His words stung me. I didn't appreciate the closeness he seemed to find habitual, or the way he spoke to me as though he knew me better than I knew myself. It unnerved me.

I didn't want to be unkind, so I spoke softly. “No. Some things don't. I love Gabriel.” I paused. “In my nearly two hundred years of walking this Earth, no matter how many times I died and woke up, I never forgot
his
face.”

Jonah wore a blank expression but his body had hardened and his right hand was clenched into a fist.

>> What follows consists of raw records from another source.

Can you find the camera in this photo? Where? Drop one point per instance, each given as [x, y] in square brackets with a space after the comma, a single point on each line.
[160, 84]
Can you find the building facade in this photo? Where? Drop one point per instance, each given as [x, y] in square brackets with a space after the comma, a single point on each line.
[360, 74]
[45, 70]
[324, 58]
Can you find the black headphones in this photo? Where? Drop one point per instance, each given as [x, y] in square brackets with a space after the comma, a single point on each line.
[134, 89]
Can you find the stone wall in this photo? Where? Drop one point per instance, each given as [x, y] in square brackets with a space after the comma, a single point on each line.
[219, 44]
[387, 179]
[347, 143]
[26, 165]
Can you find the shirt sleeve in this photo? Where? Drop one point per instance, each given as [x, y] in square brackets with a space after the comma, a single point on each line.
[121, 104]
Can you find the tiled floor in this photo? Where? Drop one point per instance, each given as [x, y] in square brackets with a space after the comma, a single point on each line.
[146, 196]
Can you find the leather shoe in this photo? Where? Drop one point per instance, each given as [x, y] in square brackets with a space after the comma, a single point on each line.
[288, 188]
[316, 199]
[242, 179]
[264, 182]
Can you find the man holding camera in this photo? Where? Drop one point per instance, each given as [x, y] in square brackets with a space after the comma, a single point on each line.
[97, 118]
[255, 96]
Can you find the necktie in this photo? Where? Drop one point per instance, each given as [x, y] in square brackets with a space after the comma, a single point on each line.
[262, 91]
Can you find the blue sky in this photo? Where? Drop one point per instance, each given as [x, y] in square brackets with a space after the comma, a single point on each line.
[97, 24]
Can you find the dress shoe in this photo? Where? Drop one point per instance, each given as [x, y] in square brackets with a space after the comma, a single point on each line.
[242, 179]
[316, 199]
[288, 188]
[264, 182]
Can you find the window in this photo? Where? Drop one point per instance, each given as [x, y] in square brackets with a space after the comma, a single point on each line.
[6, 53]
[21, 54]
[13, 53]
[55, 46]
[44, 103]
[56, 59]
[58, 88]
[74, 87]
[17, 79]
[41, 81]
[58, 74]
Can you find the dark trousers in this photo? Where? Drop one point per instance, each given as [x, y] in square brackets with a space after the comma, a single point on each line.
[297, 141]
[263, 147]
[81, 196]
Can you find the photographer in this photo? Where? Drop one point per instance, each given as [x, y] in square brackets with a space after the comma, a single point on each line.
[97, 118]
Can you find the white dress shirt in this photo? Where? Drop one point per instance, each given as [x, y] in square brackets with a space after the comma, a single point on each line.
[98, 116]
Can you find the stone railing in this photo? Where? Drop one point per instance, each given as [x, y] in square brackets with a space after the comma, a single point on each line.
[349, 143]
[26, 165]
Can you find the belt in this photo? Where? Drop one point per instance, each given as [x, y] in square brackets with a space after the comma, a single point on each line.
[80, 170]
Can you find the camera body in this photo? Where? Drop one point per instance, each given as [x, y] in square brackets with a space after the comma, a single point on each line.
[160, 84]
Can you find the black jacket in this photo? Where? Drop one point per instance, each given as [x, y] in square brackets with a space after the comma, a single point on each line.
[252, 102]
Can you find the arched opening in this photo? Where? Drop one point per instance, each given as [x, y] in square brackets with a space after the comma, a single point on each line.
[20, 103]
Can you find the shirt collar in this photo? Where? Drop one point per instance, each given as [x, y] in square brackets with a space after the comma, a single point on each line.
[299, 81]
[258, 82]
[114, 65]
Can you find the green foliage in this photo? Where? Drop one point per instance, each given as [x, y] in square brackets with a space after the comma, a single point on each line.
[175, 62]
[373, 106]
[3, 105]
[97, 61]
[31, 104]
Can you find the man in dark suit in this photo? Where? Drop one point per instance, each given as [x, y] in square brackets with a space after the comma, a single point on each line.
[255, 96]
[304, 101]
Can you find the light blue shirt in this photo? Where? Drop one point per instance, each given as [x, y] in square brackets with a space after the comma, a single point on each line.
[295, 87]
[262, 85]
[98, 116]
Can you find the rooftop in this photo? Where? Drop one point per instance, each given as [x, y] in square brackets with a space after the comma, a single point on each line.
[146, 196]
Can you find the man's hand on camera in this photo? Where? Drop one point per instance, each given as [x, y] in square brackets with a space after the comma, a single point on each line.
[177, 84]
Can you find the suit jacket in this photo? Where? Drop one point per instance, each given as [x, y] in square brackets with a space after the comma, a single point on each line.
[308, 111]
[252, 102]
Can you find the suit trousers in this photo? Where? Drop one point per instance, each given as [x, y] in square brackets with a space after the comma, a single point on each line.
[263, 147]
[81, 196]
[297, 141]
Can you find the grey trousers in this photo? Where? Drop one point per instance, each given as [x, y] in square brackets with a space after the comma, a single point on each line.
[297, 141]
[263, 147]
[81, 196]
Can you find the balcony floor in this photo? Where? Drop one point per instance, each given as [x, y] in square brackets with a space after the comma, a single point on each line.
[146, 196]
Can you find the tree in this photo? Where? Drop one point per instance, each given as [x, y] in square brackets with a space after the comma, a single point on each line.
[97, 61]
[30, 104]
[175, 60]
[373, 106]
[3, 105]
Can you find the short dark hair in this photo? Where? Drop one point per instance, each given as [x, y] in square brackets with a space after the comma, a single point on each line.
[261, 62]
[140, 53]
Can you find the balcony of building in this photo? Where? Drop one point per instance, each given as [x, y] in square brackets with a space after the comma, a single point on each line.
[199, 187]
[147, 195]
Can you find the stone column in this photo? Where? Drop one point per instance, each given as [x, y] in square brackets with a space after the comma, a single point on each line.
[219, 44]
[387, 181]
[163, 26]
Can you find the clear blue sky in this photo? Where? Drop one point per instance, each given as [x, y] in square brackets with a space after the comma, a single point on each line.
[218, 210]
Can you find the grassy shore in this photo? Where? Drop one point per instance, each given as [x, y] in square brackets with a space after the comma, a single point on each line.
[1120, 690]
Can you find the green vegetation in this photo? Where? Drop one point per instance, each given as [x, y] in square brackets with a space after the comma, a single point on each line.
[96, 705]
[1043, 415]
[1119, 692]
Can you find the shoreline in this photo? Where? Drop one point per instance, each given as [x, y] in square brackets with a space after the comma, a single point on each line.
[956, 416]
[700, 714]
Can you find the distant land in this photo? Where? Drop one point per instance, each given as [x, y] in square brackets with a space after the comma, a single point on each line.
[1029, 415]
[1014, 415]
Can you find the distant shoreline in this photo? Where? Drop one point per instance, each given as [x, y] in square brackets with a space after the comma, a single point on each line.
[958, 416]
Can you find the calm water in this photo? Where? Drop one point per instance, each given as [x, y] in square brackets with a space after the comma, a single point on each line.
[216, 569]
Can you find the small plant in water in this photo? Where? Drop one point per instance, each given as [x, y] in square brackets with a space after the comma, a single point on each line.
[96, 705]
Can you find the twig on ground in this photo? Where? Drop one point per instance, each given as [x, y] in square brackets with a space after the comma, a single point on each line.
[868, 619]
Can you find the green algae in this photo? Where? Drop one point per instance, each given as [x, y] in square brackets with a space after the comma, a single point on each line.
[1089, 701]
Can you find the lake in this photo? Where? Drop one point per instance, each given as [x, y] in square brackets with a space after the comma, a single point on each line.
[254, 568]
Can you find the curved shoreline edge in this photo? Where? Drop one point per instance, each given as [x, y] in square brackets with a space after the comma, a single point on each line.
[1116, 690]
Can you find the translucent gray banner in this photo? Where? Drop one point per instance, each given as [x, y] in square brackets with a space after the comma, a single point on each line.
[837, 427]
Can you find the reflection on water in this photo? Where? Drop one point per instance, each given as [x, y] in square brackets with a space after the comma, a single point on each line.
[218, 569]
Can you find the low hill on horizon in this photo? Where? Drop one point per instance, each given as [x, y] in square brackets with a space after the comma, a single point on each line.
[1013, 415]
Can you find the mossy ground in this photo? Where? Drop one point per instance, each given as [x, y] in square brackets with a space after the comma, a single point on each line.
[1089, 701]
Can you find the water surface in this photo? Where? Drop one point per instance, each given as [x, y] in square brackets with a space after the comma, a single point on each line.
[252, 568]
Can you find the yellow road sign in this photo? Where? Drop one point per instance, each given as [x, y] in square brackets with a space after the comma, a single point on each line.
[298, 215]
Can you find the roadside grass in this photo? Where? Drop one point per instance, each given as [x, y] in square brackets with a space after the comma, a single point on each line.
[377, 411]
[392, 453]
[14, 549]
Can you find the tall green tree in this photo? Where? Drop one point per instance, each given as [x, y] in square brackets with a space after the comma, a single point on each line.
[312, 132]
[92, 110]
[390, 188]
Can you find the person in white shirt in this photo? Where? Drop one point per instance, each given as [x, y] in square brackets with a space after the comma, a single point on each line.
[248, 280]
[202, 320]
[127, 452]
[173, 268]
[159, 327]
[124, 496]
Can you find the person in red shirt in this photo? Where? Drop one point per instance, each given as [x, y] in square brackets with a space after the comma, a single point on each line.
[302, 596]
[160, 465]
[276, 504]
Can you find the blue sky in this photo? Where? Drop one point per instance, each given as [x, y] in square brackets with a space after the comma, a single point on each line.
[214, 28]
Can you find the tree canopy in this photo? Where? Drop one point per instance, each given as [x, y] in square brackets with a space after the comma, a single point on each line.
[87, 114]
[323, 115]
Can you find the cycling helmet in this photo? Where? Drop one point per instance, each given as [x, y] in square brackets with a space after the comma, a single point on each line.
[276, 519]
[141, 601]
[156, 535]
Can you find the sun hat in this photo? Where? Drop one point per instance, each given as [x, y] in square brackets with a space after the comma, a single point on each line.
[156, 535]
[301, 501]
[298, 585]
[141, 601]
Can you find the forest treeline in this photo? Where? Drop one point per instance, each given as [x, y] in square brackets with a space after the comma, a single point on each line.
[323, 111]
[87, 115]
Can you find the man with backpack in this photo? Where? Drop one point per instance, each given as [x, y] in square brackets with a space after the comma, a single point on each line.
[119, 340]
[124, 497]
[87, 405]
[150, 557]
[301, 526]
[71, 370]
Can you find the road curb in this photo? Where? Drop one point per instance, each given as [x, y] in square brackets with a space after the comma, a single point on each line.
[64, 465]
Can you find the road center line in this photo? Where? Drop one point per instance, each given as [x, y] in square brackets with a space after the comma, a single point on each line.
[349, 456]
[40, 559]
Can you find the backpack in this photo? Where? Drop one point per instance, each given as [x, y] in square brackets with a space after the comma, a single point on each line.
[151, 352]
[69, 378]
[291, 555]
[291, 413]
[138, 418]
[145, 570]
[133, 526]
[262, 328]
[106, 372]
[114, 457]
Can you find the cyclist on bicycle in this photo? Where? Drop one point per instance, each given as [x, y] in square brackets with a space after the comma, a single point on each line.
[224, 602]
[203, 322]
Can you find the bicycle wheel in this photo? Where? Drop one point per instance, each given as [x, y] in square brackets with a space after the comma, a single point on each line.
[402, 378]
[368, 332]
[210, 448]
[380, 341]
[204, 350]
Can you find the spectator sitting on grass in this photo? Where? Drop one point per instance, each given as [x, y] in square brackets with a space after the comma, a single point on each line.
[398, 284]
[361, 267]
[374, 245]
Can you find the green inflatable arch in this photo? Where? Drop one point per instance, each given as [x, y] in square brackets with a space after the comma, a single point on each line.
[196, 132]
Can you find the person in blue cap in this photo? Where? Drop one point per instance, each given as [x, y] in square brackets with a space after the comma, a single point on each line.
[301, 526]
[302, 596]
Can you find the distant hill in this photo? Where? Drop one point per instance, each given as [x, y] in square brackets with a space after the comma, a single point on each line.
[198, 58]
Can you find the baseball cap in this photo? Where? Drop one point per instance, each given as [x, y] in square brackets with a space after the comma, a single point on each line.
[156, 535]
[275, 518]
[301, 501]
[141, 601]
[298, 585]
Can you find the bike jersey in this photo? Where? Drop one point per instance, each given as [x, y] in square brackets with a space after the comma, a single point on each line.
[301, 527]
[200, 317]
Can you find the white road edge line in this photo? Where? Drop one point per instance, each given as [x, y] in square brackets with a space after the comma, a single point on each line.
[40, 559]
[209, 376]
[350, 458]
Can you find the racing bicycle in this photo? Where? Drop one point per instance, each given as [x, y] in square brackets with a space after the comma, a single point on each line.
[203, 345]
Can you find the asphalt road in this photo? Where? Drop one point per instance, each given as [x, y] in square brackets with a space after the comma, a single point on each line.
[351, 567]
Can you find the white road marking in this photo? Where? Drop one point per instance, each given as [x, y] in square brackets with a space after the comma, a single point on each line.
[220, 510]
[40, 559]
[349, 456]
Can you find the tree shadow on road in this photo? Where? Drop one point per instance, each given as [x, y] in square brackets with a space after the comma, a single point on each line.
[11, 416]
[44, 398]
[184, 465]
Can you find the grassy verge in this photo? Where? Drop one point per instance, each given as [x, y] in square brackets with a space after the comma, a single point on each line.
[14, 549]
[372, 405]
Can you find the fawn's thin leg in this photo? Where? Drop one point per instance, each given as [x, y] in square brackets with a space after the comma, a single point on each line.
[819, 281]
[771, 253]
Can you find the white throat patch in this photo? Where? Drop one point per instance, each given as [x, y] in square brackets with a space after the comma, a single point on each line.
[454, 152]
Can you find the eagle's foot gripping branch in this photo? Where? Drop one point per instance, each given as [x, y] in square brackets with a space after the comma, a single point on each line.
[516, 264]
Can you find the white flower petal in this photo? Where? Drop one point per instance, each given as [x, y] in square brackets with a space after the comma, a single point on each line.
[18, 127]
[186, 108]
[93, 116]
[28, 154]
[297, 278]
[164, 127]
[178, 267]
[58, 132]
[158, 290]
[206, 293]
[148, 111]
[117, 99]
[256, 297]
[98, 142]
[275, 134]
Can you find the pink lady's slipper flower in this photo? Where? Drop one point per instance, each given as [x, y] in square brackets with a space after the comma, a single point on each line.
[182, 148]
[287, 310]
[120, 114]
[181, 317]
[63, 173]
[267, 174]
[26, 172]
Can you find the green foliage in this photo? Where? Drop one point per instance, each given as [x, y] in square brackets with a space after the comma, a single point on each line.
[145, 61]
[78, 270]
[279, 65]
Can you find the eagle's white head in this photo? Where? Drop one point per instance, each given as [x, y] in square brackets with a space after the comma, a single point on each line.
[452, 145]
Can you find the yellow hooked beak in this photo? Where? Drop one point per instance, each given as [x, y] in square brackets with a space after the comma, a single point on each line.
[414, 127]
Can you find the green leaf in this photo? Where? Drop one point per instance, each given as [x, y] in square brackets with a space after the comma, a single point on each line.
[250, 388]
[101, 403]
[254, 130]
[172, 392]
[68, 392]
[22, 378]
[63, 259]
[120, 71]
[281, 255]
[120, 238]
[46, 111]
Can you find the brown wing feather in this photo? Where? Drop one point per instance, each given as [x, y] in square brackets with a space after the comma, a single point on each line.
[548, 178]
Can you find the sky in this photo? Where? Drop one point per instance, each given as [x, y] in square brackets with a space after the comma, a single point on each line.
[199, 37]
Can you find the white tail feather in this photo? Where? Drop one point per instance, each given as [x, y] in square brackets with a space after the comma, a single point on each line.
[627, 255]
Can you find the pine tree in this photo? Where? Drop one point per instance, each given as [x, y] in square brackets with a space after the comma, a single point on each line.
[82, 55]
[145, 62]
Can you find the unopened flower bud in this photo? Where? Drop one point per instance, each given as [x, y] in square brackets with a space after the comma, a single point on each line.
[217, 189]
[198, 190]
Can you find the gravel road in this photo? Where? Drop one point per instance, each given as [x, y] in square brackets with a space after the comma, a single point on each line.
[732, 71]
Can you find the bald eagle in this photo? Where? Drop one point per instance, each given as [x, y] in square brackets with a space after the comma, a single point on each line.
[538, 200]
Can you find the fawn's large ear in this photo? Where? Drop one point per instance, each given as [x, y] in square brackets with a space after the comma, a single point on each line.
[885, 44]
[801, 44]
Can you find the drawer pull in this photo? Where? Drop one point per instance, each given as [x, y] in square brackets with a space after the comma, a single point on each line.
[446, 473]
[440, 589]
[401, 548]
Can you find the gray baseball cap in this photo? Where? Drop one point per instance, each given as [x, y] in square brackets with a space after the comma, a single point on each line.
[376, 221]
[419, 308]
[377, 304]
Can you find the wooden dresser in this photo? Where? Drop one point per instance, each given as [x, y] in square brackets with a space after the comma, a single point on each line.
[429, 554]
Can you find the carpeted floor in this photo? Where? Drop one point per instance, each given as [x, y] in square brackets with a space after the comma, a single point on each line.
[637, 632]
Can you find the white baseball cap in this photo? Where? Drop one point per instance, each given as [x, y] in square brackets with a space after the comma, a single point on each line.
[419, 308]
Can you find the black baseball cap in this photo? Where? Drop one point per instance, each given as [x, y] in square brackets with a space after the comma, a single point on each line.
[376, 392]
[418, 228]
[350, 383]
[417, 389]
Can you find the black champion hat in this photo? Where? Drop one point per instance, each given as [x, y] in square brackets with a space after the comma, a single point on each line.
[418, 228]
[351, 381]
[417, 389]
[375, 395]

“I know I'm asking you to keep Gabriel in the dark about where I am, but please don't let that cloud your opinion of my feelings for him.” I thought that was all I needed to say, but that arrogant grin was already edging up his cheek. “Remind me, what name did you call me?”

Running his tongue along his teeth and then grinding them together, eventually he replied, “Cessie. I knew you as Cessie.”

“I'm sorry, Jonah, but in case you hadn't gathered, Cessie was a mask—one I have taken off. Just to be clear, whatever happens from here, I'm Lailah, and my intention is to spend the rest of forever with Gabriel.”

His face fell. I turned, gearing up to run, when he tugged at my shirt and spun me back around to face him.

“Cessie, Lailah, Cinderella, Sleeping Beauty … You've had, and I gave you, plenty of names. What is it that dude said? ‘A rose by any other name would smell as sweet.' Call yourself whatever the hell you like; it doesn't change who you are. Not then and not now.”

We stared each other out for some time before I finally conceded. “All right. Point made. And that
dude's
name is Shakespeare, by the way.”

He loosened his grasp, freeing me. “Great, him you remember.”